172. Factorial Trailing Zeroes

Given an integer n, return the number of trailing zeroes in n!.

Example 1:

Input: 3
Output: 0
Explanation: 3! = 6, no trailing zero.

Example 2:

Input: 5
Output: 1
Explanation: 5! = 120, one trailing zero.

Note: Your solution should be in logarithmic time complexity.
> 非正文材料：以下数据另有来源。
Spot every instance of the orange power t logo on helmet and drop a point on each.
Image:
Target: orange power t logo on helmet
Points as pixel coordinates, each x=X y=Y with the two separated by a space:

来自 <https://leetcode.com/problems/factorial-trailing-zeroes/description/>

 

思路1：耿直的想法，把阶乘算出来，然后计算末尾有多少个0 

class Solution(object):
    def trailingZeroes(self, n):
        """
        :type n: int
        :rtype: int
        """
        num = 1
        for i in range(1, n + 1):
            num = num * i
        num = str(num)[::-1]
        count = 0
        for i in num:
            if i == '0':
                count += 1
            else:
                break
        return count

思路2：问题的关键在于2和5的出现次数，因为只有2*5才能组成10，但2的出现概率是高于5的，所以只要计算5的出现次数就行了，如5！包含1个5，10！包含5和10这两个，25！包含5，10，15，10，25，其中25又可以分成5*5也就是6个。所以问题可以转换为求解包含5，5*5，5*5*5…的个数

class Solution(object):
    def trailingZeroes(self, n):
        """
        :type n: int
        :rtype: int
        """
        count = 0
        while (n > 0):
            count += n // 5
            n = n / 5
        return int(count)